症状別施術例
〇主訴
人間関係をうまく構築できない
授業を受けられず教室を飛び出してしまう
暴言・暴力がみられる
特定の服しか着たがらない
登校しても教室に入れず、机に伏して動けない
夜尿・失禁
イライラすると泣き叫び、興奮して暴れる
気に入らない相手の話を無視する など
〇東洋医学的所見
後漢期に編纂されたとされる『黄帝内経・霊枢・経脈篇』には、胃経の異常によって
驚きやすく怯える
人を避ける
急に走り出して騒ぐ
引きこもる
衣服を脱ぐ
などの症状が現れると記載されている。
本症例でも、胃腸機能の停滞と興奮状態の持続が背景にあると考え、胃腸への負担軽減と精神的興奮を鎮めることを主眼として施術を行った。
〇施術内容
食事内容や間食の摂り方について指導
胃腸の負担や停滞を改善する施術
神経の高ぶりを鎮める施術
を中心に行った。
〇経過
週2回の施術を約半年継続した頃から徐々に落ち着きがみられ、日常生活および学校生活を問題なく送れるようになった。
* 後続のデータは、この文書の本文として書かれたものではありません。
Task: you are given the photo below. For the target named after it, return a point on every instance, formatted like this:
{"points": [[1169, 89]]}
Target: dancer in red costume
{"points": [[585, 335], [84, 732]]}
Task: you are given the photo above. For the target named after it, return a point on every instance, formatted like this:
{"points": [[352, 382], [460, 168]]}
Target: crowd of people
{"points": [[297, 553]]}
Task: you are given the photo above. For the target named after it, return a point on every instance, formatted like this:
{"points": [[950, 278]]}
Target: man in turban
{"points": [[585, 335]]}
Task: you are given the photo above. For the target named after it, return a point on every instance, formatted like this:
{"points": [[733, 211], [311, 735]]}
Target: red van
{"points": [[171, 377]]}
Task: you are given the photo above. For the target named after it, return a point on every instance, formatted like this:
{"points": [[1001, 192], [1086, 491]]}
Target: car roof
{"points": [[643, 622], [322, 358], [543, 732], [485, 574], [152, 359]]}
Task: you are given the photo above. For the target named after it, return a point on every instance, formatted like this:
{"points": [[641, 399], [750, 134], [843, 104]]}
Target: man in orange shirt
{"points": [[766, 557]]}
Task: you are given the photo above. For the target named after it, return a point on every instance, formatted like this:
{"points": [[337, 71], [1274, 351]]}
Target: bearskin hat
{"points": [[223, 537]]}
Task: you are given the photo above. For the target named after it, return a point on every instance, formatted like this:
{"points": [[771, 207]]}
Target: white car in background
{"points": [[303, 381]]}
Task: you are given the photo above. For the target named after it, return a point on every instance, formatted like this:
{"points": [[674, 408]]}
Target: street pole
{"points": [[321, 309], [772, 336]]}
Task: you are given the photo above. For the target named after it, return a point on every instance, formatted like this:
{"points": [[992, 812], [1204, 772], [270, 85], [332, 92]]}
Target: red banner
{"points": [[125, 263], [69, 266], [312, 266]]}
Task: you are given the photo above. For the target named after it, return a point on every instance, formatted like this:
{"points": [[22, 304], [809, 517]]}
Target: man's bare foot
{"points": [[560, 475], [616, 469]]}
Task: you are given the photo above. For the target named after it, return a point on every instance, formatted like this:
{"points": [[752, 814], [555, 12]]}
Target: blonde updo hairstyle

途中、強い怒りをきっかけに一時的な興奮状態がみられたが、邪熱を散じる施術によって速やかに安定を取り戻せるようになった。
その後は林間学校でも集団行動を問題なく過ごし、現在は塾にも通えるようになり、意欲的に生活できている。
〇考察
情緒の不安定さや行動面の問題に対して、胃腸機能へのアプローチと精神的興奮を鎮める施術を継続したことで、心身両面の安定につながった症例である。
また、日常的な食習慣への介入も改善に大きく関与したと考えられる。